Luís Montenegro não recua e define o acesso ao subsídio social de mobilidade como uma questão de 'moralidade'. No debate quinzenal desta tarde, na Assembleia da República, o Primeiro-Ministro foi taxativo ao responder às críticas sobre as novas regras.
Para o chefe do Governo, existe um princípio de reciprocidade que não pode ser quebrado: o Estado não deve financiar cidadãos que não cumprem as suas obrigações fiscais, embora admita que quem tenha planos de pagamento a decorrer possa receber o apoio.
Quanto à questão das dívidas fiscais, eu aproveito aqui para a mencionar de uma forma transversal. Nós, no Governo, temos o princípio segundo o qual as prestações, as ajudas, os subsídios que o Governo dá aos cidadãos devem pressupor uma relação de reciprocidade, de cumprimento daquilo que são as obrigações do cidadão com o Estado. Luís Montenegro, primeiro-ministro
Luís Montenegro acrescentou que tal "não quer dizer que todas as pessoas que tenham dívidas estejam inibidas de aceder a estas ajudas", isto é, "podem ter dívidas, mas têm de ter um plano de pagamento dessas dívidas."
"Agora, o que não é justo, — e eu não acredito que possa adjectivar como uma 'pouca vergonha' -, é nós estarmos a atribuir subsídios, não apenas estes, mas subsídios a pessoas que não cumprem as suas obrigações perante o Estado. É um princípio normal de reciprocidade: para podermos gerir bem aquilo que é de todos nós, temos de exigir cumprimento, para podermos também ser solidários e atribuí-los", respondeu o governante.
Qualquer subsídio do Estado obriga a que se tenha regularizada a situação com a Segurança Social e com a Autoridade Tributária?
Os subsídios estão limitados a quem não tem dívidas às duas entidades?
A resposta surgiu após um ataque duro do JPP. O deputado Filipe Sousa confrontou Montenegro com o caos do novo sistema, classificando-o como uma 'atrapalhada' e uma 'humilhação' para os insulares.

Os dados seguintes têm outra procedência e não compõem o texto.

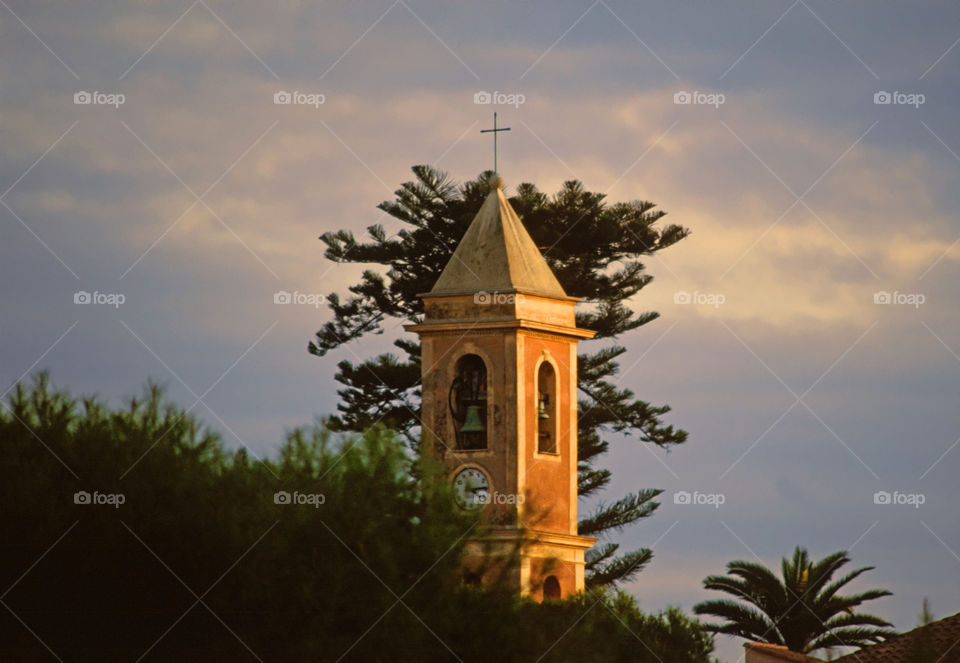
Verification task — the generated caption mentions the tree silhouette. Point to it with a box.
[693,546,896,654]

Filipe Sousa lembrou os números revelados hoje pela imprensa regional para ilustrar a dimensão do bloqueio imposto por Lisboa."
Aquilo que deveria constituir um direito básico transformou-se numa tremenda trapalhada, que envergonha e que é marcada por atrasos inaceitáveis, avanços e recuos sucessivos, contradições entre membros do Governo, regras opacas e uma burocracia que humilha os cidadãos residentes na Ilha da Madeira e nos Açores. Filipe Sousa, deputado do Juntos Pelo Povo
"E a verdade é que o centralismo continua a ignorar o quanto custa viver nas ilhas, como já se ouviu mais do que uma vez nesta casa. E, para além disso, não conhece minimamente os constrangimentos reais que essa condição de ilhéu impõe a quem reside nos Açores, no Porto Santo e na Madeira", atirou o parlamentar.
13.500 madeirenses com dívidas ao fisco excluídos do Subsídio Social de Mobilidade
Número de devedores refere-se apenas aos sujeitos passivos singulares
Fica o 'não' de São Bento. Apesar dos protestos do JPP e dos 13.500 madeirenses afectados, o Governo da República mantém a porta fechada a quem tiver a situação contributiva irregular.